Üniversite yıllarımdan sonra bir kez daha okuduğum 34 dile çevrilen ”Sevme Sanatı ”  kitap. Sevgi ve sevme yetisi hakkında bir şeyler yayınlamaya karar veren ilk akademisyendir Erich Fromm. Daha sonra bu konu ciddi bir pazar oluşturmuştur.

Kitaptan alıntılar,

* Nasıl ki çağdaş yoğun üretimde malların standartlaştırılması bir gereklilikse, sosyal süreçte de insanların standartlaştırılması öyle bir gerekliliktir. Ve bu işe eşitlik denmektedir.

* Sürüye uyum. Birey 3-4 yaşlarında uyum gösterme düzenine katılır ve o andan sonra sürüyle olan ilişkisi hiç kesintiye uğramaz. Hatta kişiyi bekleyen son büyük toplumsal işinde, cenaze töreninde bile bu uyum düzenine sıkı bir bağlılık vardır.

* Eğer bir insana salt bakacak olursam bizi birbirimizden ayıran farklılıkları görürüm. Ama özüne işlersem, özdeşliğimizi, kardeş olma gerçeğimizi bulurum.

* Çok zeki olan değil, çok veren zengindir. Bir şeyi yitirmekten korkan istifçi, ne kadar çok şeyi olursa olsun, ruhbilim dilinde yoksul ve yoksun bir kişidir. Ancak kendinden bir şeyler verebilen kişi zengindir.

* Tüm dünya ağzımıza layık büyük bir nesnedir, büyük bir şişe, büyük bir elma, büyük bir memedir. İnsan, ebediyen beklenti içinde ve ebediyen düş kırıklığı yaşayan bir emici olup çıkmıştır.

* Burada saçma konuşmalardan kaçınmak kadar kötü arkadaşlıktan kaçınmanın da önemli olduğunu söylemeliyim. Kötü arkadaşlık derken yalnız kötü niyetli, yıkıcı kişileri kastetmiyorum. Kişi onlardan çevrelerini zehirledikleri ve can sıkıcı oldukları için kaçınmalıdır.

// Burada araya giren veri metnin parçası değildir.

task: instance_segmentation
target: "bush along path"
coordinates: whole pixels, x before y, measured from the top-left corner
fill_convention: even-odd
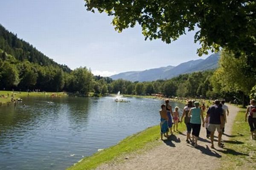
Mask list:
[[[250,138],[249,127],[244,122],[244,110],[241,109],[239,112],[239,108],[228,106],[230,114],[225,125],[225,134],[222,136],[225,144],[224,147],[217,146],[215,132],[215,148],[211,148],[205,129],[201,127],[197,148],[186,143],[185,132],[175,133],[161,144],[143,153],[124,156],[123,161],[111,161],[96,169],[231,170],[244,169],[243,166],[246,169],[255,169],[256,142]]]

Aynı zamanda kişi bedenleri canlı olduğu halde ruhları ölü olan düşünce ve konuşmaları sıkıcı olan, düşüneceği yerde kalıplaşmış fikirlerden söz eden zombilerin arkadaşlığından da kaçınmalıdır.

Arthur C.Clarke ” 2001 Bir uzay macerası ”

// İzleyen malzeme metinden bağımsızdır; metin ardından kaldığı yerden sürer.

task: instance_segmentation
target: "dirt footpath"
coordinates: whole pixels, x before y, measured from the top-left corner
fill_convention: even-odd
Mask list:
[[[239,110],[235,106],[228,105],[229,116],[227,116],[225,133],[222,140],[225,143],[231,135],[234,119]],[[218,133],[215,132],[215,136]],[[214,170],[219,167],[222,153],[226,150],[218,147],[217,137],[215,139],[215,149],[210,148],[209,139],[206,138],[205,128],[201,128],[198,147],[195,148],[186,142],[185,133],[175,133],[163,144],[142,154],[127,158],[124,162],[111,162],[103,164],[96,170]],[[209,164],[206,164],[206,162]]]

Okumadıysanız mutlaka okuyun.

Arthur C. Clarke’ın Stanley Kubrick ile beraber geliştirdiği, filmle aynı zamanda yazılan bu klasik roman, uzay keşfiyle insan evrimini, yapay zekâyla insanın evrendeki yerinin sorgulamasını bir araya getirdiği kurgusuyla, bilimkurgu yazınında bir dönüm noktası niteliği taşıyor.

Max Scheler ” Pişmanlık ve Yeniden Doğuş ”

Pişmanlığın bir zayıflık veya mağlubiyet değil, bireyin kimliği hatta özgürlüğü için bir zorunluluk olduğundan yola çıkarak yazılan güzel bir çalışmadır.

Neden pişman oluruz?, Neden pişman olmalıyız?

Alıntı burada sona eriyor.